If there's a MediaInfo item in a slot on page with id <x>, then the MediaInfo item's id is M<x>, and the MediaInfo code depends on this being the case

Sometimes the page id can change (under certain circumstances during delete/restore, apparently - even though we haven't been able to reproduce it) and that causes a fatal error if the page has a MediaInfo slot, because the ids no longer match

Investigate removing the interdependence of the ids

Event Timeline

Cparle removed Cparle as the assignee of this task.Sep 3 2019, 4:16 PM
Cparle moved this task from Doing to To Do on the Structured-Data-Team-Current-Work board.
Cparle moved this task from To Do to Blocked on the Structured-Data-Team-Current-Work board.

WMDE is thinking about a different solution the parent task atm ...

It seems like the dependency between the page_id and the MediaInfo item id is baked in at a very deep level

For example, here's the call chain for getting the MediaInfo item with id M1234

$entityId = new MediaInfoId( 'M1234' );
$entity =  WikibaseRepo::getDefaultInstance()->getEntityLookup()->getEntity( $entityId );

calls

RevisionBasedEntityLookup::getEntity( $entityId );

calls

WikiPageEntityRevisionLookup.php::getEntityRevision( $entityId );

calls

WikiPageEntityMetaDataLookup.php::loadRevisionInformation( [ $entityId ] );

calls

MediaInfoEntityQuery.php::selectRows() to get rows from the page table, which creates a condition for the query using getConditionForEntityId() which sets 'page_id' => $entityId->getNumericId()

... or in other words, to retrieve the MediaInfo data for an item with id=M1234, it must be stored in a slot on a page with page_id=1234

Or, in other words, the id of the entity id irrelevant - what counts for retrieval is the id of the page

Unpacking this would require a lot of work, and a new way of storing relationships between entity ids and page ids (probably a new db table)

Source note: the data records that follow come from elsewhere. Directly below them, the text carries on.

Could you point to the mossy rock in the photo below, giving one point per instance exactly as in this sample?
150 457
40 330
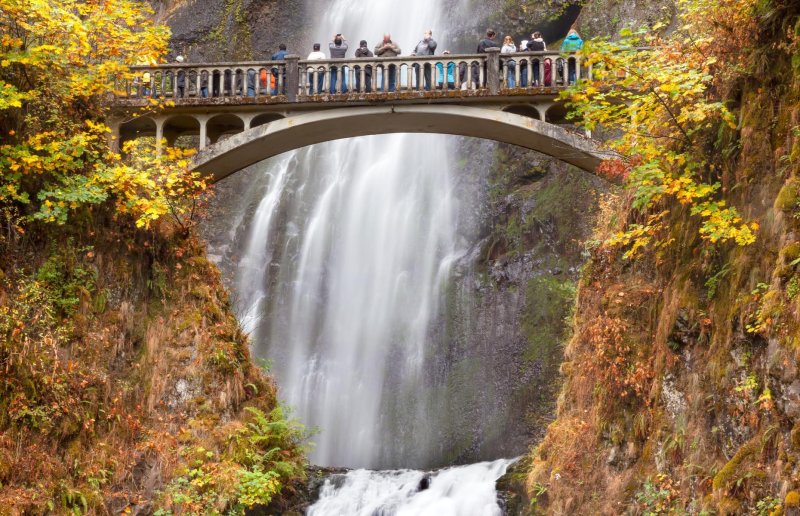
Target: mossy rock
795 436
791 252
729 506
733 470
788 196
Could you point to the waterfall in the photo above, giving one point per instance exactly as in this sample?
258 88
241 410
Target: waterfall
344 266
459 491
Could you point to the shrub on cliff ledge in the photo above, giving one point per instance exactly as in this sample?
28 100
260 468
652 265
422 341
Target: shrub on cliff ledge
666 103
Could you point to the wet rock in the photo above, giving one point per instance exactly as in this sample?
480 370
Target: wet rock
791 400
674 400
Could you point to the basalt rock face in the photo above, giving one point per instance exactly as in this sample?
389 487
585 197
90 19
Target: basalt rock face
231 30
508 305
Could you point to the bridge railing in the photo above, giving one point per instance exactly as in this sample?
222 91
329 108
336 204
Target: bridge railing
251 79
299 79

Cparle renamed this task from Remove interdependence between page id and id of mediainfo item in a slot on that page to Investigate removing interdependence between page id and id of mediainfo item in a slot on that page.Sep 5 2019, 2:27 PM

It seems like the dependency between the page_id and the MediaInfo item id is baked in at a very deep level

Yup

... or in other words, to retrieve the MediaInfo data for an item with id=M1234, it must be stored in a slot on a page with page_id=1234

Yup

Or, in other words, the id of the entity id irrelevant - what counts for retrieval is the id of the page

Unpacking this would require a lot of work, and a new way of storing relationships between entity ids and page ids (probably a new db table)

Yup.
It's probably easier / better to go down the route of ensuring pageids remain the same, or perhaps allowing old revisions of an entity to actually have a different entity ID, i'm not sure if that is too evil, especially if the redirects exist for the old entity ids which they should.
"previous entity ids" could also be held within the final entity, but that has the possibility of growing without control.

... or in other words, to retrieve the MediaInfo data for an item with id=M1234, it must be stored in a slot on a page with page_id=1234

I don’t quite see the problem yet, or perhaps I’m interpreting it differently… but as far as I can tell, if you consider the entity ID to change when the page ID changes, that still works.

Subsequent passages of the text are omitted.